– Si de verdad fue un soldado quien asesinó a la pobre chica, ruego que sea un inglés. -Dicho esto, desapareció.
Jamie miraba hacia la puerta con desdén.
– Este judío no me gusta nada.
– Creo que tú a él tampoco.
Jamie chasqueó los dedos.
– No me importa. Además, simpatiza con los rebeldes.

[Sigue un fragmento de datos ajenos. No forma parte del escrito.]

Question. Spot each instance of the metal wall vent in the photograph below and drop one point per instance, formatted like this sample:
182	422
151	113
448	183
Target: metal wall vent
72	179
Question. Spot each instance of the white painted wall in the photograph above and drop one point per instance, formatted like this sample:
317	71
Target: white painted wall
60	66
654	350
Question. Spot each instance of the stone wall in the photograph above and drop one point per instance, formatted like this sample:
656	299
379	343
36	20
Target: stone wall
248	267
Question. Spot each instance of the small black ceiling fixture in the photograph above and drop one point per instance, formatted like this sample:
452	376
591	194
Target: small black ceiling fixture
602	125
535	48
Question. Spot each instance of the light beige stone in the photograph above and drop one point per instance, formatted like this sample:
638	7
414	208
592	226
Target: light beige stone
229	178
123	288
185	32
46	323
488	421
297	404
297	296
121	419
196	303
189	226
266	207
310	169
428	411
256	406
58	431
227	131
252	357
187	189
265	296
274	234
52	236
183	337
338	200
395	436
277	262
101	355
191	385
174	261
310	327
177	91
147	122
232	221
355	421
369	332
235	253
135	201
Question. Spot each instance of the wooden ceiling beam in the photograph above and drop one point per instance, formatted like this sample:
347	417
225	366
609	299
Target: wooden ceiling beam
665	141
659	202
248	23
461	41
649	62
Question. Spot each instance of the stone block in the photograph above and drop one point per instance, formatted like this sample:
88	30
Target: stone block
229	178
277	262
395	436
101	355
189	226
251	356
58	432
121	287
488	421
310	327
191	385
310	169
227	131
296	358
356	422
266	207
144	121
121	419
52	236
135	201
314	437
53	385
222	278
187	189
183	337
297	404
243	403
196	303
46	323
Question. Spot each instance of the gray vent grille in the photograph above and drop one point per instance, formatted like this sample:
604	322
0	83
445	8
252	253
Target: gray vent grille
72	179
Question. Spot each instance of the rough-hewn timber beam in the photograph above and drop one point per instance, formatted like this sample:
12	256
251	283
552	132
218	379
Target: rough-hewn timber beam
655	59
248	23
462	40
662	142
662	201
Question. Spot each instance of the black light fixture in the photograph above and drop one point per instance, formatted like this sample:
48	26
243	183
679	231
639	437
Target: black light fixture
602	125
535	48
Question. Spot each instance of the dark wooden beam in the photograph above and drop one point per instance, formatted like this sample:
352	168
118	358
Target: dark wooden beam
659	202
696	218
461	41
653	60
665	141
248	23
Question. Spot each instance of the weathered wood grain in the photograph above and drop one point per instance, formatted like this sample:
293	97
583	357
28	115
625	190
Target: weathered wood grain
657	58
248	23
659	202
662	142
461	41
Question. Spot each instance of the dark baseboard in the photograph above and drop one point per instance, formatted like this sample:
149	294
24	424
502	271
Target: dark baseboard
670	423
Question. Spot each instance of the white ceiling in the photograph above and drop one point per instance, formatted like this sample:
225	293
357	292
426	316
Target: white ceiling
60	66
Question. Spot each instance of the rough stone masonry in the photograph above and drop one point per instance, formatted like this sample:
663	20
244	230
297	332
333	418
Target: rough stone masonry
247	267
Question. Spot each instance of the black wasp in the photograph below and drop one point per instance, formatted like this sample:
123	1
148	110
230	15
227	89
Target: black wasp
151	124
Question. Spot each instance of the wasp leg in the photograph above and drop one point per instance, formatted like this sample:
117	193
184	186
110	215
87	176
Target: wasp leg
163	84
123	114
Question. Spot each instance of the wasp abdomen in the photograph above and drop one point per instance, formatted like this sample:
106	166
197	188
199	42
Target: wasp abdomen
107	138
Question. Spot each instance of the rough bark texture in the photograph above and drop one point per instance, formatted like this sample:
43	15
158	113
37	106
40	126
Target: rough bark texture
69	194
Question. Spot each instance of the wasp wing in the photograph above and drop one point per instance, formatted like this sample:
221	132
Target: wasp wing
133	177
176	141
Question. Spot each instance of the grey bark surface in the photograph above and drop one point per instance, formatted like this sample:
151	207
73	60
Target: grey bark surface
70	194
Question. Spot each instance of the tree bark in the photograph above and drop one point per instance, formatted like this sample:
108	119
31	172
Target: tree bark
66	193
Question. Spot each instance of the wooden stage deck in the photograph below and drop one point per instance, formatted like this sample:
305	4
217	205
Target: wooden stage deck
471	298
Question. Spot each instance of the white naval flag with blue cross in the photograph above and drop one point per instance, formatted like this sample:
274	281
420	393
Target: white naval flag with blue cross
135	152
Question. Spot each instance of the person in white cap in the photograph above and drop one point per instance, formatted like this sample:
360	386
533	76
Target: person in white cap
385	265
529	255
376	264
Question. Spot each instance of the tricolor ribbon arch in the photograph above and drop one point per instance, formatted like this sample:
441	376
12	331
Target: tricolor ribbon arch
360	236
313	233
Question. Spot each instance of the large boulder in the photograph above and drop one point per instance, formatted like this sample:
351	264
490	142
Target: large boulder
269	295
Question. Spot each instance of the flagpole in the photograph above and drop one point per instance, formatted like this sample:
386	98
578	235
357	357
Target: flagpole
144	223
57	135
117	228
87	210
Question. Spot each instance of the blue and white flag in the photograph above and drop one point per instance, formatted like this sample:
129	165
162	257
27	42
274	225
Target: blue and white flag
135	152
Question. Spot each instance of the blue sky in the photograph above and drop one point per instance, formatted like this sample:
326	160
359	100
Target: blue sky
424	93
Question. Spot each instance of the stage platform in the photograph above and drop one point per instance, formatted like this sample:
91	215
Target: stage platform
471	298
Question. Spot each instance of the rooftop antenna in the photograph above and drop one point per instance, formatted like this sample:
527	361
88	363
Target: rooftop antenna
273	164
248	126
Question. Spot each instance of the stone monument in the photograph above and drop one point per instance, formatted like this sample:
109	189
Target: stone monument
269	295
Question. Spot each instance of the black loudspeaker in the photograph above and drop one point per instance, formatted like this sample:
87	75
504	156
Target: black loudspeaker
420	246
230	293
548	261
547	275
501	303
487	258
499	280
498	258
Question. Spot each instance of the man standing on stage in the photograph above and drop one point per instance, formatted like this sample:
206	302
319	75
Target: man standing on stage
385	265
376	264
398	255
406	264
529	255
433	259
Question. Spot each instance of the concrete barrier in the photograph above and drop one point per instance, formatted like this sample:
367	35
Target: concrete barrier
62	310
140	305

– Es un pobre hombre que trata de cumplir con su deber -repuso Tonneman mientras recogía los instrumentos médicos y ordenaba la consulta. A pesar de haber hablado con cierto desdén de sus pacientes, era consciente de que cuando regresara de Kingsbridge podrían estar esperándole-. ¿Te gustaría acompañarnos a Kingsbridge mañana? Así tendrás la oportunidad de conocer el campo americano.
– Creo que no. El puesto de director del colegio de medicina exige tener una casa y una ama de llaves. Quiero trasladarme cuanto antes.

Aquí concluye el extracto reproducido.